You have the math, you have the final buffer, you have to go back to the correct input that let you pass the check. Because of mul properties, you can see that the lowest byte of val only affects the lowest byte of res. See the picture below. Cool, you can bruteforce the input from the lowest byte to the highest. I wrote a recursive bruteforcer, since you can potentially have multiple solutions.

1337 pow bytes

Troubles begin exactly at this point. No way I can get a printable input even if I was totally sure about the 1337’s algorithm. I pinged the author to check if the hard-coded buffer was correct and yes, it was.

The organizers released an hint during the second day: “Use Hebrew as system language.” That means they exploit Windows code pages for chars encoding. If your system language set is not Hebrew, LoadStringA (used to load strings from resources) gives you a “corrupted” buffer.

1337 hebrew

I noticed the resources declared as LANG_HEBREW before the hint… but this encoding trick was totally new to me. I thought language is Hebrew because, well, the challenge author must be Hebrew at this point :).

Look at here: https://en.wikipedia.org/wiki/Windows-1255. If the code point is 0x0045 (‘E’), LoadStringA translates it to 0x45. What if the code point is 0x05DE? If your system is not using Hebrew code page, that value will be translated to 0x3F.. Instead, with the right language set it should be 0xEE.

Consider the first 8B buffer used in the final check:

B0 75 85 3F 08 3F B9 BE
---------||----||------

1337 is wrongly converting unicode code points 05D5 and 05D4 to 0x3F instead of 0xE5 and 0xE4. We must convert every char correctly or we will not get any flag.

The final check consists of a 24*1B memcmp between the result computed from the input and the expected value. memcmp is called through call eax from address 0x577098.

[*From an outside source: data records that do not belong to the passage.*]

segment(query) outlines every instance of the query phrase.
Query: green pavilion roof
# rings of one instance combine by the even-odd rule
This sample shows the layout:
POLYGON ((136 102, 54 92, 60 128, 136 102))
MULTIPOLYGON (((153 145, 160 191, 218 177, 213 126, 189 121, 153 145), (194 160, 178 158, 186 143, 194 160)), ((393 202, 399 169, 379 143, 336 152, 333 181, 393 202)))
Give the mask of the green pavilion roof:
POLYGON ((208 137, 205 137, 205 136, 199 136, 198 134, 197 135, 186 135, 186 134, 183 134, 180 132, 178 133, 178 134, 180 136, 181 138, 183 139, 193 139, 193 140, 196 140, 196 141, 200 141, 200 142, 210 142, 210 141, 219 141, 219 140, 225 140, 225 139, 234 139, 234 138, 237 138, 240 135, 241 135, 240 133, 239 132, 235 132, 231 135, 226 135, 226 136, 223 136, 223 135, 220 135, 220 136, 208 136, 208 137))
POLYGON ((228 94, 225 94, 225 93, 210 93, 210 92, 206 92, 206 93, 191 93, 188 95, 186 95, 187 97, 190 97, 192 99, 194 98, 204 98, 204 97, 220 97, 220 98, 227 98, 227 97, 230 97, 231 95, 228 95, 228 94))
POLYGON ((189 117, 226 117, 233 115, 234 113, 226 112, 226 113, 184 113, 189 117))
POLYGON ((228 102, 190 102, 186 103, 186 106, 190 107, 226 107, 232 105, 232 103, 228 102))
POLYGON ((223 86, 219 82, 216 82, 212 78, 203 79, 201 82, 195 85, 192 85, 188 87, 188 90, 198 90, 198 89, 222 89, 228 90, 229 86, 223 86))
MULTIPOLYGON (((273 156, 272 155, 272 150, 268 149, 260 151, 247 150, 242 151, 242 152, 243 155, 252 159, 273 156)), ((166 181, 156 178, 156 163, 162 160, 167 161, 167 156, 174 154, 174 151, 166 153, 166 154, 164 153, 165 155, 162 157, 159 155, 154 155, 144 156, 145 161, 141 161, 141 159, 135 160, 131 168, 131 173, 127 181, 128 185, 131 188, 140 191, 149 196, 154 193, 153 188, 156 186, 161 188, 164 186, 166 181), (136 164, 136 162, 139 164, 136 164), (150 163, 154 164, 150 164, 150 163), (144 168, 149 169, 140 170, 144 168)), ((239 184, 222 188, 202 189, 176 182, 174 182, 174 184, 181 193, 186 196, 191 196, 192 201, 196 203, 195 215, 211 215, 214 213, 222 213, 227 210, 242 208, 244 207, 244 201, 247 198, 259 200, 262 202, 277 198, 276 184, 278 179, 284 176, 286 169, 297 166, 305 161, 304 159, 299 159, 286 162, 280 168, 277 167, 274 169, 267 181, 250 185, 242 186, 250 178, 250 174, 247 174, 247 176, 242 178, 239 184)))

I fixed the magic buffers with Windows cp-1255 in mind and ffiiiiinaalllyy I got the flag: flag{4.\/3ry.1337.|>45$vVp@9/}

You can find the full script HERE.

P.S. 22nd char of the magic buffer is F893. It’s not belonging to cp1255 and a quick google search suggested it’s an invalid character. I preferred to bruteforce it (result is 0xDF) and save time for other challenges.